Koh Phangan is known mainly for its Full Moon parties on the beach at Hadrin
We installed ourselves in Hadrin and used that as a base for exploring the rest of the island. Hadrin now has a couple of gyms and a long flat beach so we took the opportunity to work off some of the Green Curry baggage we'd been building up by getting a gym pass and - surprising ourselves - doing a couple of early morning runs on the beach at sunrise. We started feeling a little bit old at this point as we were bumping into the people who were still partying from the night before whereas we'd settled into a restaurant to watch a movie or read a book.
Although the Full moon party wasn't due for a few weeks there is a party every night: Half moon, Quarter moon, Black moon, and then warm-ups to all of the above. In the morning when we woke up we could always here the beat from a club still going form the night before. I had been to a Full Moon Party before and they are great fun but 7 years on it seems the place has become even more overrun with beer-swilling tourists and every scam under the sun to try and get said tourist as drunk and penniless as possible, ASAP
The rest of the island is a tropical paradise which we spent a few days exploring. Particularly up on the north eastern coast there are lots of white sandy coves which are exceptionally beautiful so we spent a couple of days up there relaxing under palm trees, playing in the waves and drinking fresh coconut - just what we were looking for. Almost a week slipped by so we made our next move over to the neighbouring island of Koh Tao which is based around the rather more wholesome diving industry. In preparation for the rest of trip's Scuba diving opportunities, Gaby wanted to get her PADI qualification and I needed to do a refresher course. Again before we'd even set foot on the island we'd been talked into seeing a particular diving resort; one of the biggest on the island: Ban's.

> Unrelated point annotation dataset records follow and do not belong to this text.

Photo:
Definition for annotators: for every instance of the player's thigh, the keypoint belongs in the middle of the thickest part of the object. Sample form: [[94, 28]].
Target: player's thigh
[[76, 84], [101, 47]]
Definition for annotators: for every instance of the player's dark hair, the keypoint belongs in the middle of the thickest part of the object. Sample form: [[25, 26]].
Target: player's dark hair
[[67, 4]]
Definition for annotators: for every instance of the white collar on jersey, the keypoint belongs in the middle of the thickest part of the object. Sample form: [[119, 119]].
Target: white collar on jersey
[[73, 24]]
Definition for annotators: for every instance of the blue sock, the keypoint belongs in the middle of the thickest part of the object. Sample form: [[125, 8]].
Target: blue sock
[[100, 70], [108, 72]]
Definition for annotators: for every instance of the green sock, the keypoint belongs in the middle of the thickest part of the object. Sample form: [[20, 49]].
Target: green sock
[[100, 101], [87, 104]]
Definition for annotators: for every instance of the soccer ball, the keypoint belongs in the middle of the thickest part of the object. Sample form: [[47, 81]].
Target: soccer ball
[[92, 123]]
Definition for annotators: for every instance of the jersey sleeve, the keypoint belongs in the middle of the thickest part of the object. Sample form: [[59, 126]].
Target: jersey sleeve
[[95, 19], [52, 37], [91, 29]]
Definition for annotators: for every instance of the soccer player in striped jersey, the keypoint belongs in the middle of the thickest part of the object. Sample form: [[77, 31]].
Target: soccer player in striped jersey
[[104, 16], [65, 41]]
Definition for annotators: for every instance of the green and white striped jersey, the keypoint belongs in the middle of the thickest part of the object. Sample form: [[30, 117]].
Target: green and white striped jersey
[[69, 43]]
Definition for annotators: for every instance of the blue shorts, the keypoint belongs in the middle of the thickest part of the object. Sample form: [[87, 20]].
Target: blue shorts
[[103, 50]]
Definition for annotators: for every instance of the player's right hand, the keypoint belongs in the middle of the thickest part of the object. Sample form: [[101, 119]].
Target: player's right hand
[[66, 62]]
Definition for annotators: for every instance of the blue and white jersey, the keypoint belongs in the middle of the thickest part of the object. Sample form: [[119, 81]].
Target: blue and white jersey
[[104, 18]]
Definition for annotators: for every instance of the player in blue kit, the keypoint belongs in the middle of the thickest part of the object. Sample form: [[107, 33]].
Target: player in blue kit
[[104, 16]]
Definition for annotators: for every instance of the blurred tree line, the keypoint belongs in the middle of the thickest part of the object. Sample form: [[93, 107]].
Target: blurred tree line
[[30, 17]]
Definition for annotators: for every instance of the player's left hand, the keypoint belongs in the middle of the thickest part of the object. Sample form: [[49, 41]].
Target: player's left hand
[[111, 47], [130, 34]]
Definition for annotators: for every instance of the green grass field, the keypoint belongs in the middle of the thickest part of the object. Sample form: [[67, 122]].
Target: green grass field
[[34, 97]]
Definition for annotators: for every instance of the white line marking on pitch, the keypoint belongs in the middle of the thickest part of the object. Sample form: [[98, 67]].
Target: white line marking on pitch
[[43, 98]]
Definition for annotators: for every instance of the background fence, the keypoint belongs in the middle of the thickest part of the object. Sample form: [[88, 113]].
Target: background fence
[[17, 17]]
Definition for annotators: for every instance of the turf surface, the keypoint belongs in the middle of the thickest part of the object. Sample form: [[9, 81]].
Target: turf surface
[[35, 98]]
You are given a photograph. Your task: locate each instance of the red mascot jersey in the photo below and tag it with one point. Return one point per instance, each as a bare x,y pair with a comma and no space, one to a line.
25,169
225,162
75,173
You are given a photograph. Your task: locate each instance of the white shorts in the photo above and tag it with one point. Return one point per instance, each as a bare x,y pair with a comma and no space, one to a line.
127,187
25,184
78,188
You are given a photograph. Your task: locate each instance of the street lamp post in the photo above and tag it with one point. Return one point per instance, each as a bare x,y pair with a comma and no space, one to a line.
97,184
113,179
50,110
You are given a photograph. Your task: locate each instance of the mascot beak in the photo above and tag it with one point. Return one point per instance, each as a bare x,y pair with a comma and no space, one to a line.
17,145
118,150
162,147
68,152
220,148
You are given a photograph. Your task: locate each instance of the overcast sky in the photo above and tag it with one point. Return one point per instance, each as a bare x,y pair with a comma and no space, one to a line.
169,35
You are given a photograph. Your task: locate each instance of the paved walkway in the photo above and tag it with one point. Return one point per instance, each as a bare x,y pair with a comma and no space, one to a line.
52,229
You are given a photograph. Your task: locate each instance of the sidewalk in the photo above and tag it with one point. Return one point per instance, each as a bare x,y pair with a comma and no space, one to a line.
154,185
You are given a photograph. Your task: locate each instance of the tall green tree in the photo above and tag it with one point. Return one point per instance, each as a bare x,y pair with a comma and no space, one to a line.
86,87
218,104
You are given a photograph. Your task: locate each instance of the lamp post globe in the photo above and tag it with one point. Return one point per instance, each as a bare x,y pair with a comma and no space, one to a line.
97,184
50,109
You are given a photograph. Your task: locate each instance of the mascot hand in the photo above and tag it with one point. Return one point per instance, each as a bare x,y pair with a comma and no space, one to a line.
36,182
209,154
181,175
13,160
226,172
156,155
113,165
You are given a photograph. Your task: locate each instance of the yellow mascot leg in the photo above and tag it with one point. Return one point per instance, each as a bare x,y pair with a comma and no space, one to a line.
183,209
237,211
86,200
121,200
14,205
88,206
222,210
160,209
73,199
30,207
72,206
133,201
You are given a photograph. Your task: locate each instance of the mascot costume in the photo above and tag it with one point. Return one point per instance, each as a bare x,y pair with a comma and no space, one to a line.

Whilst there must be hundreds of dive schools on the island there are 3 big companies of which Ban's is one. Its a bit of a production line (Ban's give out more diving qualifications than any other company in the world), but has good quality equipment, excellent safety standards, they take you from zero to qualified open water diver in less than 4 days, and its one of the cheapest places in the world to do it. Gaby signed up and 2 hours after our arrival was in the classroom whilst I lazed by the beach ;-)
I signed up to go on the same dives as Gaby so over the next 3 days we went on four dives at various sites around the island
Gaby's diving group was made up of guys from the UK, US and Scandinavia. There were two instructors; one guy from Birmingham who was an Ibiza DJ (Eden) during the summer and a dive instructor in Thailand during winter. Not a bad life at all!!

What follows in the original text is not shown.